Elder Scrolls Online: 5 Years Later, Finally Worth a Play?
When ESO released, the MMORPG world was a different beast. World of Warcraft just reached its peak in subscriber numbers two years earlier, Guild Wars 2 came out, as did The Secret World, and generally speaking, the market was flooded with so many MMORPGs that only a game with the oomph of a big franchise behind it could make any sort of impact. The Elder Scrolls was such a franchise. Unfortunately, at launch, the game was in a sorry state. Barebones and uninspired, it didn’t do anything better than its competitors, and lacked many quality of life features that were considered the norm even back then.
Fast forward to 2019. If the MMORPG genre was a human head, it would look like Homer Simpson. Apart from this being likely the most awkward comparison ever made, it nevertheless holds true.

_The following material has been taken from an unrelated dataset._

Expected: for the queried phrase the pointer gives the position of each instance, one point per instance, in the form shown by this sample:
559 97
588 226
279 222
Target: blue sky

Most MMORPGs have vanished from the public eye, World of Warcraft is just humming along doing its thing, Guild Wars 2 is in financial troubles, Black Desert Online is creepy, and the only other big boy in town is Final Fantasy XIV. With the ranks thinned out like they are, it’s worth revisiting Elder Scrolls Online to see whether it has become a viable competitor.
SPOILER ALERT: yes, it has.
The world of Elder Scrolls Online is a lush and handcrafted one.
Despite Bethesda’s bad reputation, thanks to Fallout 76, the company has continually and constantly improved ESO. Estimates are that about three million active players currently roam the world of Nirn. Why is that? Let me explain.
The sheer amount of content the game has now is staggering. Dozens of dungeons and raids, a map that, thanks to various DLCs (which you can buy separately and/or get access to if you subscribe) is several times bigger than the map of Skyrim, character customisation, and thousands of housing items guarantee that you will likely burn out on MMO fatigue much quicker than you can complete all content.
The game offers both open-world PvP and instanced battlegrounds for those wanting to bash their fellow gamers’ heads in. You can mix and match your armour, skill lines, and weapons. A heavy plate wearing thief dabbling in magic is (for the most part) as viable as a light armoured warrior… who is also a werewolf. Whatever it is you can imagine doing in an MMORPG, it is very likely that you will be able to do it in this game. It is that open.
Crafting, alchemy, pick-pocketing, assassinating, roleplaying, it’s all there, and it’s all well connected; and thanks to years of improving its shortcomings, this massive package is wrapped in a ton of quality of life improvements. Just recently, the Scalebreaker patch/DLC continued making crafting a far smoother experience than it was before, proving that development is indeed still going strong.
‘We used to be adventurers, but then we took a collective arrow to the knee’
Of course, the game is not without fault. Its biggest problem right now is actually its popularity. Many people report moderate to severe latency problems, and especially big PvP fights can quickly become a lagfest. Server connectivity is also sub-optimal in PvE; abilities will occasionally not fire, and rubberbanding is not unheard of either. Bethesda seems committed to improving these widely acknowledged shortcomings though, and they sound earnest to me, which is surprising, considering how little I trust AAA companies.
All things considered, if you are a fan of MMORPGs and are starving to try out something new, please do give ESO a try. It’s a game that launched in a pitiful state, but has truly redeemed itself. The No Man’s Sky of MMOs, so to say. I swear I’m never going to make comparisons again.